Chemical engineers will play a pivotal role in ensuring the ongoing success of one of Australia's largest industries following a grant awarded to a major research center there that focuses on Australia's dairy industry.
Australia's national dairy herd of 1.6 million cows produces just shy of 10 million liters (2.6 million gallons) of milk a year. According to Dairy Australia, Southbank, Victoria, this is worth A$4 billion at the farm gate or A$12 billion at wholesale. (The Australian dollar currently is at parity with the U.S. dollar.) With 40,000 employees, dairy production is the country's third largest rural industry.
A substantial part of this production is used in the manufacture of 342,000 tons of cheese, 148,500 tons of butter and 359,600 tons of milk powders. These powders are worth in excess of A$1 billion — with spray-dried dairy products accounting for over 50% of exports.
Milk powder production is the most-energy-intensive dairy manufacturing process, with the Australian manufacturers under increasing pressure to improve efficiencies and reduce the cost of bulk powder production.
And it is these powders that chemical engineers in the department of chemical engineering at Monash University, Victoria, are focusing their thoughts.
A chemical engineering project titled "Breakthrough technologies for energy-efficient manufacture of dairy powders" has just won a four-year A$320,000 grant from the Australian Research Council (ARC) Linkage project.
The grant is specifically aimed at supporting collaborative research and development (R&D) projects between higher education researchers and other parts of the national innovation system, which are undertaken to acquire new knowledge, and which involve risk or innovation.
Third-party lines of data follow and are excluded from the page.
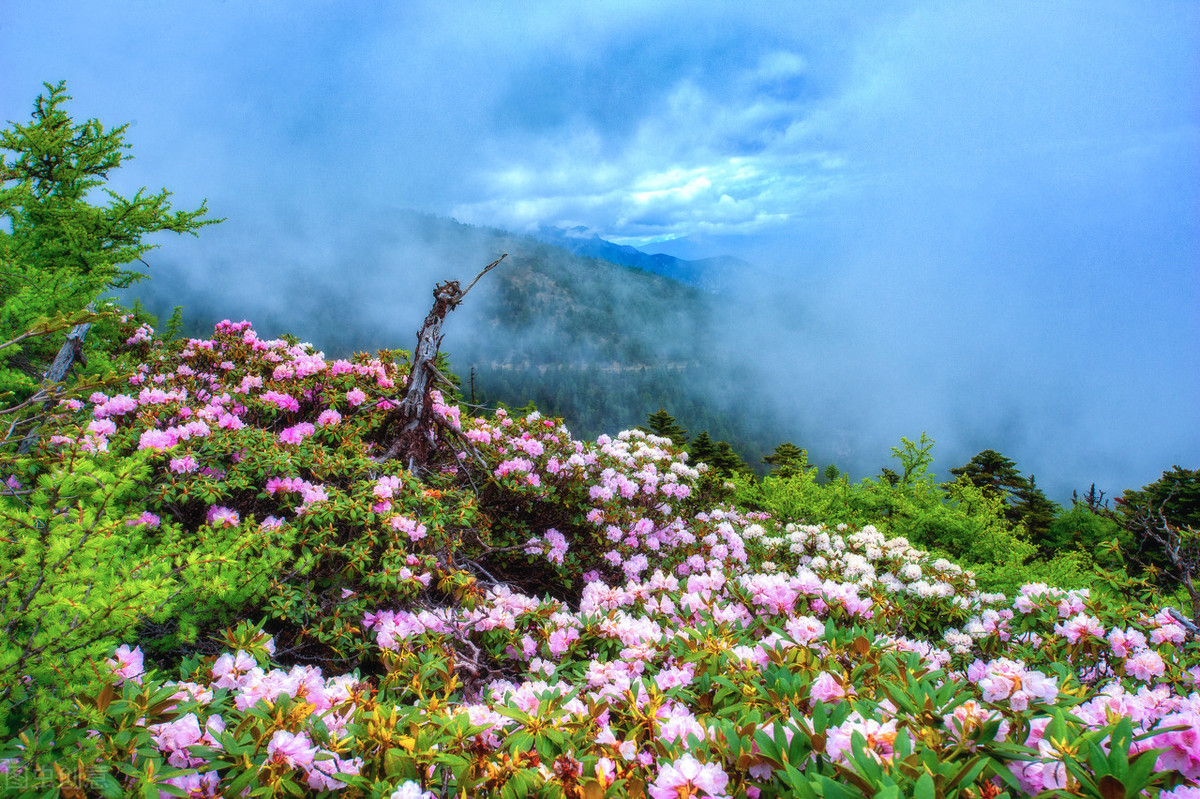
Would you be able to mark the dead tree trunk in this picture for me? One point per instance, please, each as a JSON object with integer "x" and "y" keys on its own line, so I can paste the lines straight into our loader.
{"x": 417, "y": 442}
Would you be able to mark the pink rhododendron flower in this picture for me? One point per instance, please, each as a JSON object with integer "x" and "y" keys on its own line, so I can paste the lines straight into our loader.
{"x": 689, "y": 778}
{"x": 127, "y": 664}
{"x": 222, "y": 516}
{"x": 291, "y": 749}
{"x": 297, "y": 433}
{"x": 156, "y": 439}
{"x": 1145, "y": 665}
{"x": 879, "y": 736}
{"x": 184, "y": 464}
{"x": 827, "y": 689}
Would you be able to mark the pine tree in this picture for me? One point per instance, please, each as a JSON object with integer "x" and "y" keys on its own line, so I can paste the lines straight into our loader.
{"x": 996, "y": 476}
{"x": 663, "y": 424}
{"x": 59, "y": 251}
{"x": 1036, "y": 510}
{"x": 787, "y": 461}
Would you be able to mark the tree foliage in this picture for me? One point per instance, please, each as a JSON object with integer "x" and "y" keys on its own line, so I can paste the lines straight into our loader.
{"x": 60, "y": 248}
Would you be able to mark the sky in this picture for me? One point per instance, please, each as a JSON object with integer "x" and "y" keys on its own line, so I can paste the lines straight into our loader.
{"x": 978, "y": 220}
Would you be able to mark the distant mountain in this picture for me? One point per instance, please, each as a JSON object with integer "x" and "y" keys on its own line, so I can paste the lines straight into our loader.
{"x": 715, "y": 275}
{"x": 599, "y": 334}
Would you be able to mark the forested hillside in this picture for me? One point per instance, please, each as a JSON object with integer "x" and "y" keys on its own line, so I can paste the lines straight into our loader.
{"x": 598, "y": 343}
{"x": 234, "y": 565}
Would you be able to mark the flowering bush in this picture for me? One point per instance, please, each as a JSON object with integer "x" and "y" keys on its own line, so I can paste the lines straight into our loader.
{"x": 537, "y": 616}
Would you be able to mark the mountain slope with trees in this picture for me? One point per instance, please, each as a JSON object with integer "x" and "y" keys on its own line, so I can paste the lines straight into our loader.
{"x": 216, "y": 580}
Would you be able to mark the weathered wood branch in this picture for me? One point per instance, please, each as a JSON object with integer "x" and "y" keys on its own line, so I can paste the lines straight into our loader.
{"x": 70, "y": 354}
{"x": 415, "y": 443}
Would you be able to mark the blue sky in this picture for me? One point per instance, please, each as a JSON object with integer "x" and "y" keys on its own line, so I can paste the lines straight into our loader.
{"x": 987, "y": 214}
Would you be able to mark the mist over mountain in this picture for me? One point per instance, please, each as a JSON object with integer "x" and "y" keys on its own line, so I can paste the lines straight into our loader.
{"x": 837, "y": 362}
{"x": 601, "y": 343}
{"x": 715, "y": 274}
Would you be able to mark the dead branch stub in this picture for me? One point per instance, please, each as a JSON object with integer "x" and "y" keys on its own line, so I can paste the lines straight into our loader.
{"x": 417, "y": 442}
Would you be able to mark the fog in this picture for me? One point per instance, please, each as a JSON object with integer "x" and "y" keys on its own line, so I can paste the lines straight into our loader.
{"x": 973, "y": 220}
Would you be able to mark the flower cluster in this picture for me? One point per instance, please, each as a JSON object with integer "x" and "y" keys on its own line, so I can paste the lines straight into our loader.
{"x": 546, "y": 616}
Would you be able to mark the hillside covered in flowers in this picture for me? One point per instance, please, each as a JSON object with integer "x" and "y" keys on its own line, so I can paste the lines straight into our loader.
{"x": 214, "y": 586}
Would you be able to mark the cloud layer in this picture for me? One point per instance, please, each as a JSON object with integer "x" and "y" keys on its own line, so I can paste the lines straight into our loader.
{"x": 978, "y": 220}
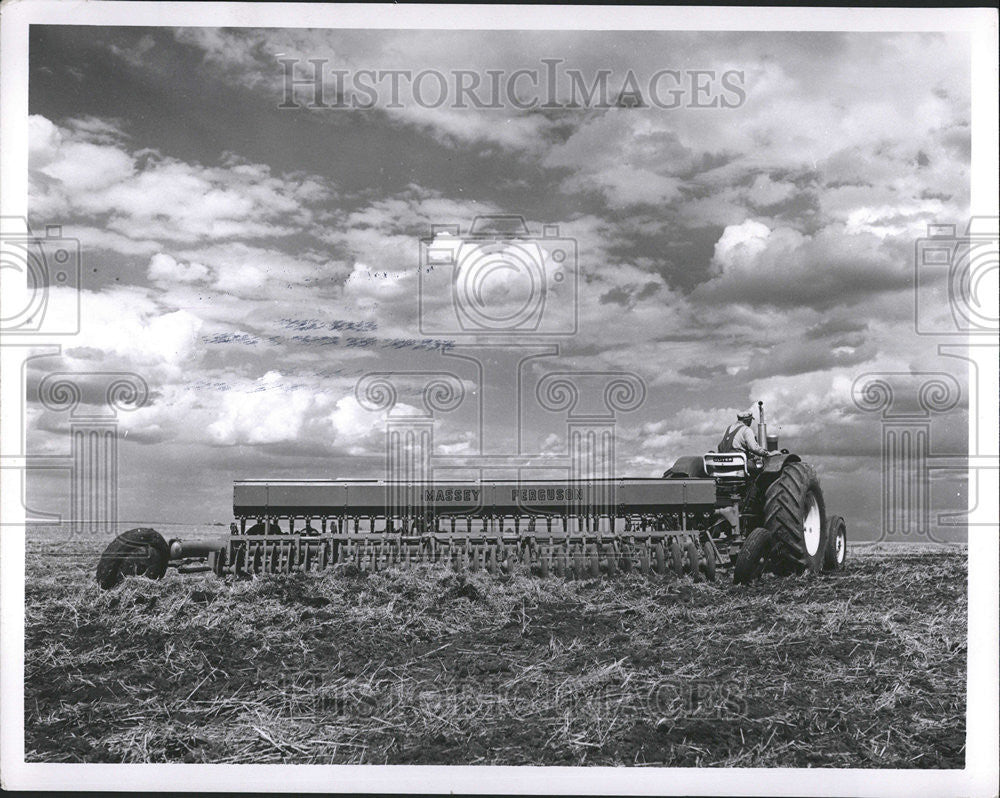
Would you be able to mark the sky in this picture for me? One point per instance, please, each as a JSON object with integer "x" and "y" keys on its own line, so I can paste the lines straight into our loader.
{"x": 252, "y": 263}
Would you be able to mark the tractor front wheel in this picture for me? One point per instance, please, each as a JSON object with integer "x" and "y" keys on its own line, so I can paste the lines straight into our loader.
{"x": 836, "y": 544}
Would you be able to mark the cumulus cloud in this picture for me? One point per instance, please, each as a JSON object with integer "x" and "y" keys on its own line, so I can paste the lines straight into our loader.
{"x": 756, "y": 265}
{"x": 151, "y": 196}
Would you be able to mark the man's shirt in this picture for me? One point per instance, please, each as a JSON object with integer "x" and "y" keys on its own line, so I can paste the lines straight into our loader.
{"x": 740, "y": 438}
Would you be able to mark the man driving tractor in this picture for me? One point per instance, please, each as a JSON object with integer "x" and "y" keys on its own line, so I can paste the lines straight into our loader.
{"x": 740, "y": 438}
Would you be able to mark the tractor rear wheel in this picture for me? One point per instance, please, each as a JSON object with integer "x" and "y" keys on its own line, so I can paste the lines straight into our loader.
{"x": 836, "y": 544}
{"x": 795, "y": 514}
{"x": 133, "y": 553}
{"x": 752, "y": 558}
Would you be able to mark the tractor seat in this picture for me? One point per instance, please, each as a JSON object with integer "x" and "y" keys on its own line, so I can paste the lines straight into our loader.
{"x": 722, "y": 465}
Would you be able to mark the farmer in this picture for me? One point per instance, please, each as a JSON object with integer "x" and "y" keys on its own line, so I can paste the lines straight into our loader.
{"x": 740, "y": 438}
In this case, professor Xiao Dong Chen and Dr. Cordelia Selomulya from the department of chemical engineering at Monash are working in collaboration with Dairy Innovation Australia Limited (DIAL), Werribee, Victoria, to revolutionize dairy manufacturing processes in Australia.
DIAL leads R&D in the areas of food technology, engineering, microbiology, health and nutrition for the Australian dairy industry. In providing cutting-edge solutions in these areas it partners and funds research with private research organizations, research institutes, universities and government bodies.
For his part, professor Dong Chen specializes in a wide variety of large-scale food-related processing issues, including: powder technology, drying (spray drying in particular), falling film evaporation, frying, powder agglomeration, lumping and caking, powder functionality, heat exchanger fouling, cleaning, new coatings for anti-fouling purposes, heat and mass transfer, and evaporation processes.
Selomulya's specialization includes functional (nano) materials, characterization and functionalization of smart materials for applications in medical diagnostics and therapeutics, food, national security, and the environment. Selomulya also focuses on low-temperature synthesis of bioactive composites for the manufacturing of high-value products such as controlled-release particles for pharmaceutical and functional food applications.
"This project will address how the industry can achieve tremendous gain in energy savings while reducing environmental costs through a combination of lower temperature spray drying and more efficient evaporation processes in generating high quality powders from high solid liquids," explains Selomulya.
The innovation is also applicable to food and pharmaceutical industries where spray and fluidized-bed drying are integral parts of the manufacturing process. The project will train graduates to be able to make a high-level contribution to these industries.
The outcomes of this project should lead to significant change for the dairy industry in Australia. In particular, the enormous cost-saving and environmental benefits due to a more efficient drying process should boost the international competitiveness of the industry.
"The ARC funding will enable the research group at Monash to recruit high quality postgraduate students to the project, while working closely with the dairy industry. It will also be used to extend the pilot-scale facility for the dairy research at Monash University," Selomulya adds.
In other dairy-related work at Monash, professor Dong Chen has been tackling the general lack of information on large-scale operation of an immobilized enzyme reactor with realistic production capacity for the enzymatic hydrolysis of lactose by ß-galactosidase. This is one of the most popular technologies used to produce lactose-reduced milk and related dairy products for consumption by lactose-intolerant people.
A pilot-scale 10-liter packed-bed reactor using ß-galactosidase immobilized on cotton fabric has served to hydrolyze lactose in whole milk, both in batch and continuous runs. About 95% of lactose conversion was achieved after two hours of batch operation, while productivity during continuous operation was found to vary with residence time of the milk. Investigations are still underway.